Linde, the ASCE economist who retired as deputy secretary of the IMF, agrees, but he sees little chance of any significant steps happening quickly. While it is doubtful that any steps towards openness will come from the Obama administration before the 2012 elections, he says: “The Cuban community in the US is becoming more open to a rapprochement with the Castro regime. This younger generation is more amenable to looking ahead rather than looking back to the past.”

But the fact remains that until the US – for whatever reason – demonstrates a willingness to engage with Cuba, there is little prospect for any international action that could do much to improve the lot of the Cuban people. Hakim calls this a “terrible mistake” that has effectively stopped the IFIs from meaningfully approaching Cuba.

One good chance for openness to a dialogue in recognition of Cuba’s reforms should be the Summit of the Americas in April. Despite its lack of participation in the OAS (Organization of American States), Cuba has signalled its willingness to participate in the summit if invited, a position backed by the ALBA (Bolivarian Alliance for the Americas) countries.
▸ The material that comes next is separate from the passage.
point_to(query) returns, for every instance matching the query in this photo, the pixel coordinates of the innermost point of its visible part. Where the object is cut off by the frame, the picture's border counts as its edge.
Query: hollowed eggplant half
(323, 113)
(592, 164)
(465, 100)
This is seen by some as a good opportunity for the US and Cuba to greet a new era where the two can sit at the same table.

Uninspiringly, US hardliners such as chairman of the House Foreign Affairs Committee Ileana Ros-Lehtinen are vehemently opposed to Cuba’s presence at the Colombia Summit: “Allowing the Cuban tyranny to participate would fly in the face of everything the Charter and the OAS is supposed to stand for,” she says.

The isolationist stance has fewer and fewer supporters outside a narrowing cluster of Miami Cubans. The overwhelming majority of non-political observers say the US should recognize the steps taken by Cuba and help push them along. It is 2012, not 1962, after all.